This note serves to document things I have learnt using Kettle (3.2).
What Java? Kettle does not appear to function correctly with a 64-bit JVM. It does happily run with Java 8. If you do want to run Kettle (with a 32-bit JVM) and Tomcat (with a 64-bit JVM) on the same system, this is perfectly possible. My experience is on a windows system so I configured Tomcat using C:\Program Files\Apache Software Foundation\Tomcat 7.0\bin\Tomcat7w.exe to explicitly tell it where to get its JVM (in my case C:\Program Files\Java\jre1.8.0_45\bin\server\jvm.dll) and I set the path environment variable to have C:\Program Files (x86)\Java\jre1.8.0_45\bin at the beginning.
Installation To expand on the recipe given elsewhere:
Download and unzip Kettle. From version 1.4 we are compatible with version 3 of the PDI so you can download version 3.2 - BUT not yet (at version 1.6) compatible with version 4 of the PDI.
Unzip the OpenVPMSLoader.zip file found in the import/plugin folder in the openvpms distribution. This should be unzipped into plugins/steps folder in Kettle.
NOTE: Kettle 3.2 ships with version 2.0.6 of the Spring framework, whereas the OpenVPMS Loader plugin requires Spring 3.x. Hence you need to:
1. backup your Kettle installation directory
2. remove libext/spring/spring-core.jar
3. copy the OpenVPMS jars to libext/spring:
cp plugins/steps/OpenVPMSLoader/*.jar libext/spring/
4. Start Kettle
Failure to do the above will result in a "No application context specified" error when the OpenVPMS Loader plugin starts.
Kettle is a really neat powerful tool. You may find the following will save you some time.
Log size The internal log is not of infinite size. If something goes wrong and you have an error on every row, the earlier records will be discarded. Also after an overflow situation like this, Kettle seems to be unable to fully clear the log. That is, you can clear it, and it appears to empty, but when you start a new transform/job the old stuff re-appears. To fully clear the log after an overflow, stop and restart Kettle.
External log You can specify the log file for a job or transform. If you specify it for a job, then the settings apply to all the transforms in the job (unless you provide log settings for them). Note that the records are batched out into the log - the internal log runs ahead of the external one, and in the event of a crash (most commonly a java heap overflow), you will not get all records in the external log.
Minimum logging = no errors If you set the logging level to Minimum, then if your transform has errors, these will not show in the log.
Can detach and park If you have a job that consists of a number of jobs and/or transforms done in sequence, you may wish to re-run the transform omitting some of the transforms/jobs. The easiest way to do this is to delete the hop at each end of the string you don't to run, then move this out of the way, and rejoin things so as to omit the transform/jobs you don't want to run.
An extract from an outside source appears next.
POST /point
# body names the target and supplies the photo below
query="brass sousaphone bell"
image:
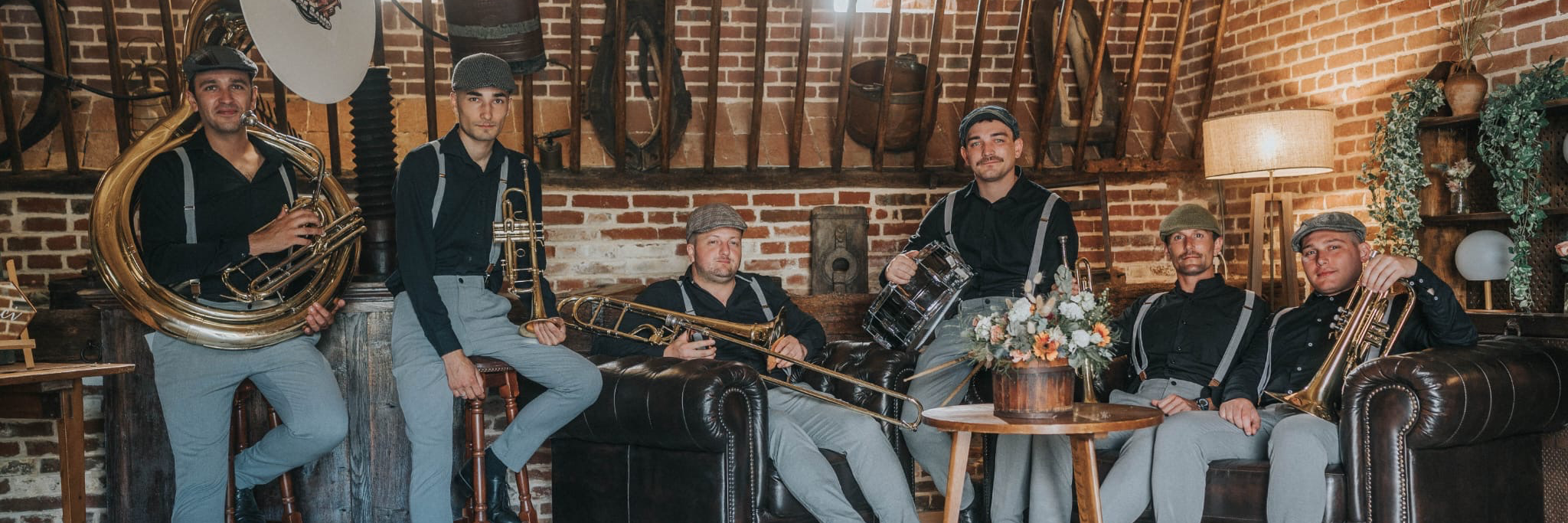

See below.
Always turn off Lazy Conversion Some of the input steps have a 'Lazy Conversion' checkbox. Do not tick it - using this leads to peculiar error messages.
Trim memo fields Some databases support a long text field called 'memo'. If you are processing this data, and you want to log it via the Text File Output step, make sure that you trim back its lenght. Left unaltered the field lenght is over a million characters and this will cause a heap overflow.
No registry start It is possible to have Kettle crash leaving its repository containing a screwed up transform. This may lead to Kettle crashing on start. The fix is to tick the 'No Repository' box on the startup screen. Then you can can connect to the repository once Kettle has started.
Performance Herewith tips to get the maximum performance out of Kettle:
The following points all apply to the 'Modified Java Script Value' transform step
Var's not required You only need to use "var" to define a variable if you need it in the next step. If its just an internal work variable, then don't use var.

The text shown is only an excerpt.